The text subdivision process is the part of the deep linguistic analysis that detects text structure in terms of:

  • Paragraphs
  • Sentences
  • Phrases
  • Tokens
  • Atoms

During this process, the phrase type is also determined.

A token can be:

  • A collocation, a sequence of consecutive words recognized as a unit, like credit card or red carpet.
  • A single word
  • A punctuation mark

By definition, an atom is something that cannot be further divided. The term is used here to indicate the single words that compose a token.

As an example of text subdivision, consider this text:

Michael Jordan was one of the best basketball players of all time.
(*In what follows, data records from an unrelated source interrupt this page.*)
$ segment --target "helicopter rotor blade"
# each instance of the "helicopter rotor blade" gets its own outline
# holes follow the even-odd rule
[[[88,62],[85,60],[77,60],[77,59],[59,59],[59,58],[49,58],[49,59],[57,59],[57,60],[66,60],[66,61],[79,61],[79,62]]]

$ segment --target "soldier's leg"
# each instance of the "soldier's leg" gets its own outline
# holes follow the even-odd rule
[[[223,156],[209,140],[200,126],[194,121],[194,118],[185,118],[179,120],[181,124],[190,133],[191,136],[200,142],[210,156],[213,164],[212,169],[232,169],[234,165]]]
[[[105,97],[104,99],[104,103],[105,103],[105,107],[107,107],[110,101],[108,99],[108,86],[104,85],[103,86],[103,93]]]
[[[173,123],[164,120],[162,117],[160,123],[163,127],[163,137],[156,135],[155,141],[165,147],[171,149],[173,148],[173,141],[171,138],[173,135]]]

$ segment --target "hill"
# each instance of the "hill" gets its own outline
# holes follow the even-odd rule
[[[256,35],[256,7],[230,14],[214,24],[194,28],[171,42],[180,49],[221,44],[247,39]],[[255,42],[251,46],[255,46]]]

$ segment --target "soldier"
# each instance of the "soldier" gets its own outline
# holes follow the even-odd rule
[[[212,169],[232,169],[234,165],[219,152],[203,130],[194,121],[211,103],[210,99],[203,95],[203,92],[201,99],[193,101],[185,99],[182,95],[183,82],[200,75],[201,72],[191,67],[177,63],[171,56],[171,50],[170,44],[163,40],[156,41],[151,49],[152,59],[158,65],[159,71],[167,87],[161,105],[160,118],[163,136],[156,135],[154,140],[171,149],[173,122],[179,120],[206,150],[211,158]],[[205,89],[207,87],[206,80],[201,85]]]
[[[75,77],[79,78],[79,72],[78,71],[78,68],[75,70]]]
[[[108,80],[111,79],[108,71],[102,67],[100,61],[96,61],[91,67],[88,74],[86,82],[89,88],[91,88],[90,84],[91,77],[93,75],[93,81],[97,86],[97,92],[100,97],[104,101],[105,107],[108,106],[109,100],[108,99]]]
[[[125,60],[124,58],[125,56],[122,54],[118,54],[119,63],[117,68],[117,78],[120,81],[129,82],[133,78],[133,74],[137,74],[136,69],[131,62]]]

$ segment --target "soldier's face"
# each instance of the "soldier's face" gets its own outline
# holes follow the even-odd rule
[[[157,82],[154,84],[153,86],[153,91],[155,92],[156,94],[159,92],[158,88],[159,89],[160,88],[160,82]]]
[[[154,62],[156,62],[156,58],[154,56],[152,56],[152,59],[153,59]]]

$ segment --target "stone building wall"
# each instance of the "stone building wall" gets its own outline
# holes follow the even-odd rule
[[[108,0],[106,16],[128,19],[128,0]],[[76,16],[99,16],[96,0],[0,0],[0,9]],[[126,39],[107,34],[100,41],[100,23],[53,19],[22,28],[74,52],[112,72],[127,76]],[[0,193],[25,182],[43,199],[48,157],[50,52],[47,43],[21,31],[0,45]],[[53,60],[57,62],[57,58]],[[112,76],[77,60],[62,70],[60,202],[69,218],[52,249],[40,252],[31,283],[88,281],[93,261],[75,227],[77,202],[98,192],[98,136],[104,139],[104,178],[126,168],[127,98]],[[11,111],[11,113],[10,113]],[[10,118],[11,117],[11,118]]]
Scoring was Jordan's stand-out skill, but he still holds a defensive NBA record, with eight steals in a half.
Michael Jordan was also a baseball player and an actor.

It gets divided in two paragraphs:

1. Michael Jordan was one of the best basketball players of all time. Scoring was Jordan's stand-out skill, but he still holds a defensive NBA record, with eight steals in a half.
2. Michael Jordan was also a baseball player and an actor.

The first paragraph is divided in two sentences:

1. Michael Jordan was one of the best basketball players of all time.
2. Scoring was Jordan's stand-out skill, but he still holds a defensive NBA record, with eight steals in a half.

The first sentence is divided in six phrases:

1. Michael Jordan
2. was
3. one
4. of the best basketball players
5. of all time
6. .

The fourth phrase is divided into four tokens:

1. of
2. the
3. best
4. basketball players

Since (in the case of single-word tokens) atoms and tokens coincide, atoms are returned only for collocations, so the fourth token is divided in two atoms:

1. basketball
2. player

For each subdivision the process returns:

  • The position
  • The reference to the lower level constituent subdivisions

Text subdivision output is part of the JSON object returned by deep linguistic analysis.